Now Whenever I run BattleRealms I get An Error 'Could Not Find The Supported Display Mode'

and am thrown back to the desk top.
all the other games work perfectly on my system.
i have tried everything on the tech support page of ubi soft.

Please Help ..


----------



## Guest (Mar 28, 2004)

alright what you do is go into control panel and go to your device manager and click on disk drives and there should be only one there right click on it and uninstall it. Once you finish unistalling it install it again this will fix the promblem


----------



## sur_sen (Mar 25, 2004)

well i have two disk drives under that caption...
1) Generic IDE Disk Type46
2) Generic NEC Floppy Disk.

which do i uninstall ??

btw i thought that the problem was something to do with the display!!


----------



## sur_sen (Mar 25, 2004)

help


----------



## Couriant (Mar 26, 2002)

Try uninstalling the game and reinstalling it. It could be that the game's settings are to your old one. Be sure to use up-to-date drivers for your card.


----------



## Scaramanger (Apr 11, 2004)

29. My system has multiple display adapters, and I get and error that says, "Could not find supported display mode" when trying to run Battle Realms. How do I fix this?

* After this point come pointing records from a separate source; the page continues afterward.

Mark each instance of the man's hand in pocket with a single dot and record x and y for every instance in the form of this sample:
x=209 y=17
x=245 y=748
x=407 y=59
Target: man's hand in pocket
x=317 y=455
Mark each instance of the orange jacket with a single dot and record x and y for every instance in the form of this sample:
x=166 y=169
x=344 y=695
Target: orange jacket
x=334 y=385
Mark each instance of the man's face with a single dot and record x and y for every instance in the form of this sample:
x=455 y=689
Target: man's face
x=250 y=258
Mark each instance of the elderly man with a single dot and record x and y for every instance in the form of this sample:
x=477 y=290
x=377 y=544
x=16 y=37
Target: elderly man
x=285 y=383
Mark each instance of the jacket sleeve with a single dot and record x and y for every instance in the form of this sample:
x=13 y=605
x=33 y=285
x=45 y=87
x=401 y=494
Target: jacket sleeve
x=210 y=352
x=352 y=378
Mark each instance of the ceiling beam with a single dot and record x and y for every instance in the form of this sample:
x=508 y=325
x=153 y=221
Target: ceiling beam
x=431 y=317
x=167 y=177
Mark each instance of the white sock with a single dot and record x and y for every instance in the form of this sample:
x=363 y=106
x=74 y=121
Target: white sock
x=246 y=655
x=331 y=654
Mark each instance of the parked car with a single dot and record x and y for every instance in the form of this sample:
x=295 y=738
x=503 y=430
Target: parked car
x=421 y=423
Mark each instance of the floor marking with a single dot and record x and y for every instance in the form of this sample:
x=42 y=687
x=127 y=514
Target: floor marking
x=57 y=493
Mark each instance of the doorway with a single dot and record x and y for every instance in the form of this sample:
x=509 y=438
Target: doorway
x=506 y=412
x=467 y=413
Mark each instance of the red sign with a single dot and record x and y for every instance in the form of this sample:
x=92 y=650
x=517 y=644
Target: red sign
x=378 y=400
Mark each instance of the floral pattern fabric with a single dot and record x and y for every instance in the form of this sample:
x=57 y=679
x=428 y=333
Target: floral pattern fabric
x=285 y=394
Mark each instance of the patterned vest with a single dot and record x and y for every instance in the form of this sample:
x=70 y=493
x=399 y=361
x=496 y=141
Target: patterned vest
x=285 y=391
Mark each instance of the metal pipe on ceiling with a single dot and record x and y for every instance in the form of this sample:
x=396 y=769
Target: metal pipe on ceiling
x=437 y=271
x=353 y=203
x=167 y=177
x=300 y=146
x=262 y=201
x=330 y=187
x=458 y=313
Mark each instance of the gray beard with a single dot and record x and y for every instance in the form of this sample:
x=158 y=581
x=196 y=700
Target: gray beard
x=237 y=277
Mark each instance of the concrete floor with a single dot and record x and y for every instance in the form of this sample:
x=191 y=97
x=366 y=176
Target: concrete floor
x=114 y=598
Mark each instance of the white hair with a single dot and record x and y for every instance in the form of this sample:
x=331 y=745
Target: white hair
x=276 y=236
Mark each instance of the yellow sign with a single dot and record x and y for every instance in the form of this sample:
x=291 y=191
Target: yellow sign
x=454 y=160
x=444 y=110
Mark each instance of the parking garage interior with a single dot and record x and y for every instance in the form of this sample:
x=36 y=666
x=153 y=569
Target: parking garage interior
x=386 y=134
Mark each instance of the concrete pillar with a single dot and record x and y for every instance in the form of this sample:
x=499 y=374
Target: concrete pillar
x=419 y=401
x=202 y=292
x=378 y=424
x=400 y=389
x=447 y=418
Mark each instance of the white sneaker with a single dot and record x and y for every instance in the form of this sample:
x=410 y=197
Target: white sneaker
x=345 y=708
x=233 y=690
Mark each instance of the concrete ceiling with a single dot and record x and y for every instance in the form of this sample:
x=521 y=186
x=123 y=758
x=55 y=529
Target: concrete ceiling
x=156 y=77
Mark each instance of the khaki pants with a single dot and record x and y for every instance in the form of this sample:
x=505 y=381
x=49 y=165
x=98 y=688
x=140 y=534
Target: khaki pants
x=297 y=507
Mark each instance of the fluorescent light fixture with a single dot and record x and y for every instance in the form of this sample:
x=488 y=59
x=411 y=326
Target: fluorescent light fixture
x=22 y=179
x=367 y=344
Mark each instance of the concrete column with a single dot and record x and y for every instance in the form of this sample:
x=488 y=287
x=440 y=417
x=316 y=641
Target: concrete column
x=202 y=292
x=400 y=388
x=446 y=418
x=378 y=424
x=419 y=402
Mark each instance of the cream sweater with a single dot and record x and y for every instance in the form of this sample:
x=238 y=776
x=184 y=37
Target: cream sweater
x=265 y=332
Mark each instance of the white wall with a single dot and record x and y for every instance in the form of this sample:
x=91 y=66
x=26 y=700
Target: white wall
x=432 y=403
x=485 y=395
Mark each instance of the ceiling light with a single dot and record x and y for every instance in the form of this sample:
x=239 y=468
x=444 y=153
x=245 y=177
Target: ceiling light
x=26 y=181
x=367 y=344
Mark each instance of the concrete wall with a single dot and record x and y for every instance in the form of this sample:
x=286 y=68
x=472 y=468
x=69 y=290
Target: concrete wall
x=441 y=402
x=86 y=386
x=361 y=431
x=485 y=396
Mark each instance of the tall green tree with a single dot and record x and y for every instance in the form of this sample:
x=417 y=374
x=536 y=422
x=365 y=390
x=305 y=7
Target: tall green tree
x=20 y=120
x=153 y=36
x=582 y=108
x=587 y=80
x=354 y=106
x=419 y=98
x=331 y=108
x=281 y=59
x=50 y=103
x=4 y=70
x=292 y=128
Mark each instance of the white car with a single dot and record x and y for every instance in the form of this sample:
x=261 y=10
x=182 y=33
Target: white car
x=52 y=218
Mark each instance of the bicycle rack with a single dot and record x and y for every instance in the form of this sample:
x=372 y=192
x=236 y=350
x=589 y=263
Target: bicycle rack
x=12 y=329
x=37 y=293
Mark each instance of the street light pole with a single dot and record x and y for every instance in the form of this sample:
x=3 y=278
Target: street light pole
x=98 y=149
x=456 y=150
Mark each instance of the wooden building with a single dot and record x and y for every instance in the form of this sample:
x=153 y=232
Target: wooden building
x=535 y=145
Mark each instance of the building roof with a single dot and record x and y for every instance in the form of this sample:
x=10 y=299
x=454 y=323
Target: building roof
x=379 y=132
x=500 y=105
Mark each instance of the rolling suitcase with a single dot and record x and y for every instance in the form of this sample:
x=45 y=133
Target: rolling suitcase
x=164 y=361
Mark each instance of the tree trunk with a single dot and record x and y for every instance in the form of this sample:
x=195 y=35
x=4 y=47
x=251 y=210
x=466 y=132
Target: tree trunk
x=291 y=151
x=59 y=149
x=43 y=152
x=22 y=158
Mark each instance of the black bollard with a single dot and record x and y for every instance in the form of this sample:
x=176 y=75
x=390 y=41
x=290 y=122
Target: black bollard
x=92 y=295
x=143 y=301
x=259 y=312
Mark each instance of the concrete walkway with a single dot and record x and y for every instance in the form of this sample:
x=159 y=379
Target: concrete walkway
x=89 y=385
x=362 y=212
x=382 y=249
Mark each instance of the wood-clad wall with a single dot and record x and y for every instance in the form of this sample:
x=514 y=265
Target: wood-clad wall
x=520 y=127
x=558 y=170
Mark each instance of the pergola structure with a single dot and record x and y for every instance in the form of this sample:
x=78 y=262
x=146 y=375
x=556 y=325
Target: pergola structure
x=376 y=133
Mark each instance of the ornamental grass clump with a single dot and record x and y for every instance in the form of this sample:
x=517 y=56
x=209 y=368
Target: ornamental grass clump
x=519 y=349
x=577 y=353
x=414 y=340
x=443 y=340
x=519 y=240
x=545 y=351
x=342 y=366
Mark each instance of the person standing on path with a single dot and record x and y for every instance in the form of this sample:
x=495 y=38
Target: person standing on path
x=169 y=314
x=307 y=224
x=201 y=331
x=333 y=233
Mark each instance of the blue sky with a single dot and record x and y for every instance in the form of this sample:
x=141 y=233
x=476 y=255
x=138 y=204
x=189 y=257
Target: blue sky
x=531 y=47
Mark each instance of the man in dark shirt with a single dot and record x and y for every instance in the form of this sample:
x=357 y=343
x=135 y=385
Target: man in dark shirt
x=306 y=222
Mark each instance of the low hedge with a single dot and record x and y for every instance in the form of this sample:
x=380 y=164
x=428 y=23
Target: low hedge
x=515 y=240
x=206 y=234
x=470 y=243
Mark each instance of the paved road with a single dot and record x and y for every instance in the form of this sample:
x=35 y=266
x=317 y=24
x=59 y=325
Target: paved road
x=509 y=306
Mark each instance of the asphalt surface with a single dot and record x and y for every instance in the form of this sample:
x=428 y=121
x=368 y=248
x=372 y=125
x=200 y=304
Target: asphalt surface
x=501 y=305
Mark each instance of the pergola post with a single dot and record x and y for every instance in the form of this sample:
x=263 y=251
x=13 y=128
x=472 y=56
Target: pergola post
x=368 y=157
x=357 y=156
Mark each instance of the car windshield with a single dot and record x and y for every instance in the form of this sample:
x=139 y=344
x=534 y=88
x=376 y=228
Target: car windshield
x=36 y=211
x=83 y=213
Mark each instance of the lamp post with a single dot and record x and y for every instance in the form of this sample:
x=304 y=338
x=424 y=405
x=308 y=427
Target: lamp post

Answer: Battle Realms requires a video card that has Direct3D hardware acceleration. Due to the way Windows handles multiple display adapters, many video cards disable Direct3D hardware acceleration when they are used as part of a multiple display system. To allow Battle Realms to run, you will need to disable all display adapters except the one you want to use with Battle Realms. To do this, open your display properties, and select the Settings tab. Select each adapter you want to disable from the drop down list, and uncheck the "Extend my Windows desktop onto this monitor" box. When you are done playing Battle Realms, you can re-enable this feature.

Taken from: http://battlerealms.ubi.com/gameplayfaq.php#29.


----------